O disco foi gravado num momento de aceleração política e cultural. O AI-5 ainda não havia sido decretado (isso aconteceria em dezembro daquele ano), mas a atmosfera já estava pesada. Poucos meses antes do lançamento do álbum, Caetano Veloso apresentara “É Proibido Proibir” no III Festival Internacional da Canção, no TUCA, em meio a vaias, gritos e objetos lançados ao palco. Gil estava ao lado dele naquela apresentação, tocando guitarra.
O LP absorve diretamente esse ambiente e funciona como um ponto de encontro de colisões: baião, rock psicodélico, marchas, samba, bolero, música nordestina, fanfarras, guitarras elétricas, orquestrações concretistas. A presença de Rogério Duprat é decisiva primeiro porque ele é o principal causador disso tudo, mas também porque os arranjos deixam de operar como “acompanhamento” ou “fio condutor” e frequentemente interrompem, ironizam e desconstroem a própria canção.
“Frevo Rasgado” abre o disco com metais e ritmo carnavalesco, mas a condução sonora está a mil léguas de distância da gravação tradicional de um frevo pernambucano. O arranjo cria cortes abruptos e entradas inesperadas. Gil vinha se aproximando do frevo desde sua convivência com músicos pernambucanos no circuito universitário e televisivo dos anos 60, mas aqui o gênero aparece filtrado pela estética tropicalista.
“Domingo no Parque”, embora lançada originalmente em 1967 no III Festival da Record, reaparece no álbum como peça central da narrativa tropicalista. A gravação original já havia causado impacto pela combinação entre berimbau, orquestra e guitarra elétrica dos Mutantes. A música narra um crime passional num parque de diversões com estrutura quase cinematográfica - quem não teve a sorte de estudar essa música na escola, perdeu uma chance rara de entender formas modernas de narrativa. Eu tive essa sorte gigantesca, com a melhor professora de História que alguém poderia ter, minha mãe.
Há uma curiosidade importante sobre “Domingo no Parque”: a participação dos Mutantes surgiu parcialmente por insistência de Caetano Veloso, que via na guitarra elétrica um elemento simbólico da ruptura tropicalista. Em 1967 e 1968, a guitarra havia se tornado objeto de disputa ideológica dentro da música brasileira. Setores nacionalistas da MPB viam o rock como submissão cultural aos Estados Unidos. Gil e Caetano passaram a utilizar justamente esse elemento como gesto de confronto.

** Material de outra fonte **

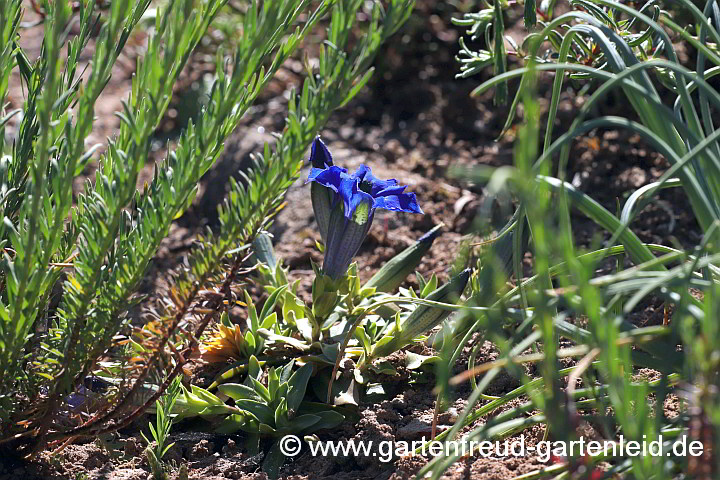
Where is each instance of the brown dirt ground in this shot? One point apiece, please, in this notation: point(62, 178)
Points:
point(412, 123)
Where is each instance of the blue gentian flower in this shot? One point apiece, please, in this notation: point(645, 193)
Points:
point(345, 204)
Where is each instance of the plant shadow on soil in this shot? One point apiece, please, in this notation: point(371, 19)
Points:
point(412, 123)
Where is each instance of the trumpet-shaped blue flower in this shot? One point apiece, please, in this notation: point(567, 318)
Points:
point(345, 204)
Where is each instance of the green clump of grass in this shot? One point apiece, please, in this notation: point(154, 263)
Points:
point(618, 48)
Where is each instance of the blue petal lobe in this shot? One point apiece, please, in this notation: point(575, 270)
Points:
point(320, 156)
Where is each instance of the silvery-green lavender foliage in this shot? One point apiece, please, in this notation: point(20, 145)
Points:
point(112, 232)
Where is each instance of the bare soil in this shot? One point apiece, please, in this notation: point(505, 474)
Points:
point(412, 123)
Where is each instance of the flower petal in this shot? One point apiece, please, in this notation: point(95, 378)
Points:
point(328, 177)
point(404, 202)
point(364, 174)
point(320, 156)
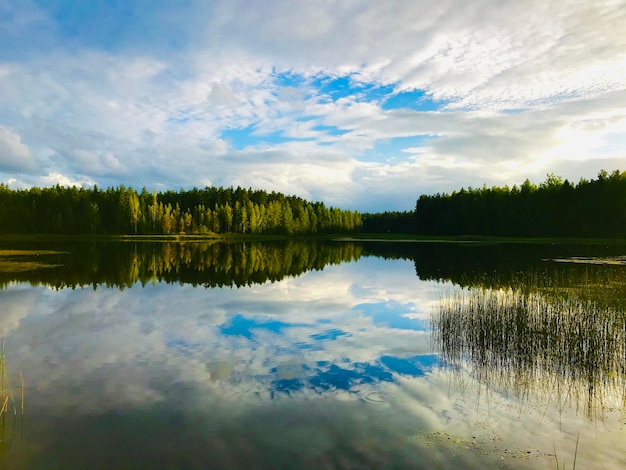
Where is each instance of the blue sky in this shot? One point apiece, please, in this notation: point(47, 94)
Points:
point(360, 104)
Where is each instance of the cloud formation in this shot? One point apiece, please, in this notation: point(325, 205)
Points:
point(335, 101)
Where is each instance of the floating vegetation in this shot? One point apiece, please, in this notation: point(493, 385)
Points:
point(612, 260)
point(18, 261)
point(7, 399)
point(572, 348)
point(10, 407)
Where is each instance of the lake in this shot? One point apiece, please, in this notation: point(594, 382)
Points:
point(337, 354)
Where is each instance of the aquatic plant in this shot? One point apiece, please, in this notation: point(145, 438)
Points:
point(572, 348)
point(7, 399)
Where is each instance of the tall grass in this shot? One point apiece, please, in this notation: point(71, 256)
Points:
point(570, 347)
point(7, 399)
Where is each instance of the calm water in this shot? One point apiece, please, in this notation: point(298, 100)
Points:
point(308, 355)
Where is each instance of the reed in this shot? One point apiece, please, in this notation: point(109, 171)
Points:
point(570, 347)
point(6, 391)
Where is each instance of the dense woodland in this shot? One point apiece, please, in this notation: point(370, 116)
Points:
point(121, 210)
point(555, 208)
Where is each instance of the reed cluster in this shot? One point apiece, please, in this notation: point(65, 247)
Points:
point(570, 347)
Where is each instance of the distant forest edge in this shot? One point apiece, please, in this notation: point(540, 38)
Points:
point(122, 210)
point(593, 208)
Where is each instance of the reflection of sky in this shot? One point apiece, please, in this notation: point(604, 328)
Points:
point(339, 355)
point(337, 328)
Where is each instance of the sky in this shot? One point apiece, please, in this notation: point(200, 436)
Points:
point(362, 105)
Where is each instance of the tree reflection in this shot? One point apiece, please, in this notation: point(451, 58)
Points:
point(210, 265)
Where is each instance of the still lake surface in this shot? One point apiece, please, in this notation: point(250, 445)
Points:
point(313, 355)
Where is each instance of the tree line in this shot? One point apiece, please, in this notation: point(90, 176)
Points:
point(122, 210)
point(555, 208)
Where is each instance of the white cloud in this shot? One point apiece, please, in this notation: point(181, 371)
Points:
point(14, 155)
point(151, 111)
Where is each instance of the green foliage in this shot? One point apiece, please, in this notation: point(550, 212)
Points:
point(556, 208)
point(121, 210)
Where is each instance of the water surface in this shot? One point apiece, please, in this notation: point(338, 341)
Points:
point(294, 355)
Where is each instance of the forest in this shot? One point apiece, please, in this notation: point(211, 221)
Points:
point(593, 208)
point(208, 211)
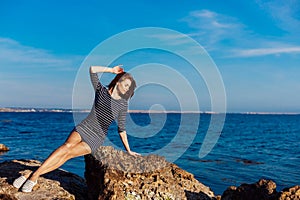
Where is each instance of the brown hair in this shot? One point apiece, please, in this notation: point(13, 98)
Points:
point(120, 77)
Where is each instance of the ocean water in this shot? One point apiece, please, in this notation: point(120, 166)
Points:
point(250, 147)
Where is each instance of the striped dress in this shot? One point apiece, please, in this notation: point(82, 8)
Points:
point(105, 110)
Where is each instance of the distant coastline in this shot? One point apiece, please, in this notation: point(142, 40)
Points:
point(63, 110)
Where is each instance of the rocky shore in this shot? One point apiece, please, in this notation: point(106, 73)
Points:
point(113, 174)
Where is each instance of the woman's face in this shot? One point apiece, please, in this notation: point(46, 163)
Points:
point(123, 86)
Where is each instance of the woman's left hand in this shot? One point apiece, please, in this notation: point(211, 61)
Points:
point(118, 69)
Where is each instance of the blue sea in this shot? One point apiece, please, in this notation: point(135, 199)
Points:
point(250, 146)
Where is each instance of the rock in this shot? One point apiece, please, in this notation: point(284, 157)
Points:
point(3, 148)
point(121, 176)
point(290, 193)
point(58, 184)
point(262, 190)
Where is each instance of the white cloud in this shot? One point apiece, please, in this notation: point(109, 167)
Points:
point(14, 54)
point(265, 51)
point(212, 27)
point(284, 13)
point(226, 35)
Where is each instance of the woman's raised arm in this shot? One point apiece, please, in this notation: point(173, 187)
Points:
point(101, 69)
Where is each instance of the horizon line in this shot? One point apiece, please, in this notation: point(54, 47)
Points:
point(32, 109)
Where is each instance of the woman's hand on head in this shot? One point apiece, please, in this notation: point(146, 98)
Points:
point(117, 69)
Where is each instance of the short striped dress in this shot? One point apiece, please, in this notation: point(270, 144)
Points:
point(105, 110)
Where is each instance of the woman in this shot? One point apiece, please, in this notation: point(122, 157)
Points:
point(109, 104)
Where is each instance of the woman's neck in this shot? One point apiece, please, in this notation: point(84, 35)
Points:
point(114, 94)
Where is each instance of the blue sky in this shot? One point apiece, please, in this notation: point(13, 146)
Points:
point(254, 44)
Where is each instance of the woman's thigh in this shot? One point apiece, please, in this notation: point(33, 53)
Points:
point(73, 139)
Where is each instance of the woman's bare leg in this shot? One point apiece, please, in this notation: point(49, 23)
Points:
point(73, 147)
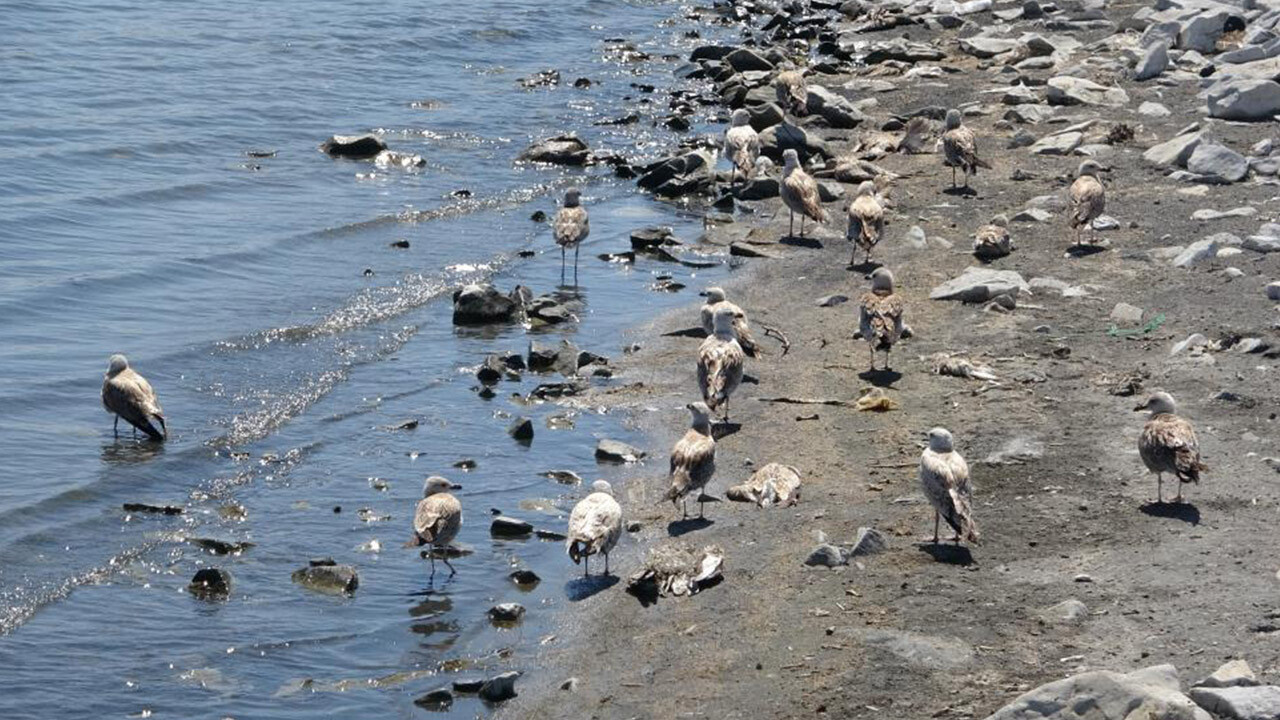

Outro aspecto importante do álbum é a relação com a televisão. Em 1968, a lógica dos festivais televisionados influenciava diretamente a forma de compor e arranjar músicas. As canções precisavam produzir impacto imediato em auditório. E isso ajuda a explicar a presença constante de mudanças bruscas, entradas de metais, efeitos de surpresa e refrões expansivos.
Existe também um dado técnico curioso: apesar da associação imediata do tropicalismo ao experimentalismo radical, muitas gravações do disco mantêm estruturas harmônicas relativamente tradicionais. A ruptura aparece mais na combinação de elementos do que na destruição da forma da canção. Gil trabalhava frequentemente sobre baiões, sambas ou marchas convencionais, inserindo ruídos, guitarras, orquestrações dissonantes e referências pop em cima dessas bases.
Em retrospecto, “Gilberto Gil” acabou funcionando como síntese de um intervalo curto da cultura brasileira: os meses imediatamente anteriores ao endurecimento definitivo da ditadura. Este álbum registra um momento em que ainda havia circulação intensa entre televisão, vanguarda artística, música popular e experimentação política. Pouco depois, parte daquela cena estaria presa, censurada e exilada.
(obs.: eu nunca tinha ouvido as bonus tracks que aparecem nas DSPs, ouvi agora enquanto escrevia esse texto. “Barca Grande”, “A Coisa Mais Linda Que Existe”, “Questão de Ordem” e “A Luta Contra a Lata ou a Falência do Café” foram gravadas no mesmo ano e são espetaculares - “você também põe drogas no seu café?”).